A new study published by the Directorate-General for Agriculture and Rural Development of the European Commission analyses the market and explains some trends that should impact it in the coming years.
1. The rise of flexitarian, vegetarian, and vegan diets
These types of diets, which limit or completely eliminate meat, should continue to be adopted by more and more people. This will lead to an increase in demand for pulses (like field beans and peas, lupines, chickpeas, lentils) and processed plant protein products. The flexitarian diet, in particular, “is likely to drive significant changes” in the market.
2. Higher demand for gluten-free products
If you’ve been paying attention to the news and grocery store shelves, you’ve certainly noticed that gluten-free foods have become increasingly common. The prediction is that this trend isn’t going away soon, which should lead to higher demand for pulses, soya bean, and their ingredients.

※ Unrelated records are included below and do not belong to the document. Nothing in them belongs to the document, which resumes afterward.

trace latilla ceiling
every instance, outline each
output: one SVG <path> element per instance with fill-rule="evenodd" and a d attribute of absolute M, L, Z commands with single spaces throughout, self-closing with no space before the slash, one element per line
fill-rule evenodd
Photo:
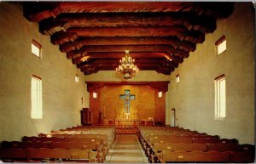
<path fill-rule="evenodd" d="M 32 2 L 24 16 L 84 75 L 114 71 L 125 49 L 140 70 L 170 75 L 227 18 L 232 3 Z"/>

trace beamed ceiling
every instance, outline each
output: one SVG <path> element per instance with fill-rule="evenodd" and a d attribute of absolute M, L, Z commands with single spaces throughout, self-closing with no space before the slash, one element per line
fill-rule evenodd
<path fill-rule="evenodd" d="M 227 18 L 232 3 L 26 2 L 39 24 L 84 75 L 114 71 L 125 49 L 143 71 L 170 75 Z"/>

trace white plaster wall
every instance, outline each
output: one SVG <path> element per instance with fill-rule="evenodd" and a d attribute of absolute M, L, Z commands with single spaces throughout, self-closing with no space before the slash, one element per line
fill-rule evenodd
<path fill-rule="evenodd" d="M 172 73 L 169 104 L 177 110 L 179 127 L 254 144 L 254 24 L 252 3 L 235 3 L 233 14 L 218 20 L 217 30 Z M 227 50 L 216 55 L 214 44 L 223 35 Z M 214 78 L 222 74 L 226 119 L 216 121 Z"/>
<path fill-rule="evenodd" d="M 38 32 L 37 23 L 22 16 L 21 6 L 0 3 L 0 141 L 80 124 L 79 110 L 89 106 L 84 76 L 50 43 L 49 36 Z M 42 59 L 32 54 L 32 39 L 42 44 Z M 39 120 L 30 117 L 33 74 L 43 79 Z"/>

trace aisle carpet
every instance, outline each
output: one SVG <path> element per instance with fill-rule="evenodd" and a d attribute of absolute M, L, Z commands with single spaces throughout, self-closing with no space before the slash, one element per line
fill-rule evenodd
<path fill-rule="evenodd" d="M 106 163 L 148 163 L 137 134 L 119 134 Z"/>

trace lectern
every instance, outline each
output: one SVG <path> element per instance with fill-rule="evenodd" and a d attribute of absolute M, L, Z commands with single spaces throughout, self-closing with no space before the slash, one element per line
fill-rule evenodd
<path fill-rule="evenodd" d="M 81 110 L 81 123 L 82 125 L 92 124 L 92 111 L 89 108 L 83 108 Z"/>

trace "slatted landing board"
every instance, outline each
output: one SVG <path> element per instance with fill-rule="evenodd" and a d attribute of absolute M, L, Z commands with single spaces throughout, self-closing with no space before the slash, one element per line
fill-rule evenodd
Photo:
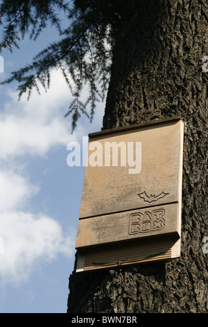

3. Concern for the environment and health have more influence
The number of people who plan their diets according to health and environmental concerns is growing. Animal protein has a negative impact on the environment – beef production uses 20 times more land and emits 20 times more greenhouse gas than plant-based proteins like beans and peas – and it’s associated with significant health risks. This is likely to be a big driver of wider adoption of diets that are rich in vegetable proteins.
Read also: Insects for animal feed – a growing trend?
4. People have less time to cook
These days, people spend less time cooking – a trend that very likely won’t be reserved in the near future. That should increase the demand for processed plant-based proteins and frozen or canned pulses. Conversely, it should also lead to a decrease of interest in dry pulses.
5. Growing demand for organic and non-GMO animal feed
The demand for organic or non-GMO animal feed is growing, the study claims, and with it the demand for vegetable protein. In fact, the interest in organic animal feed is growing so quickly that there isn’t currently enough supply of protein-rich organic crops – especially soy.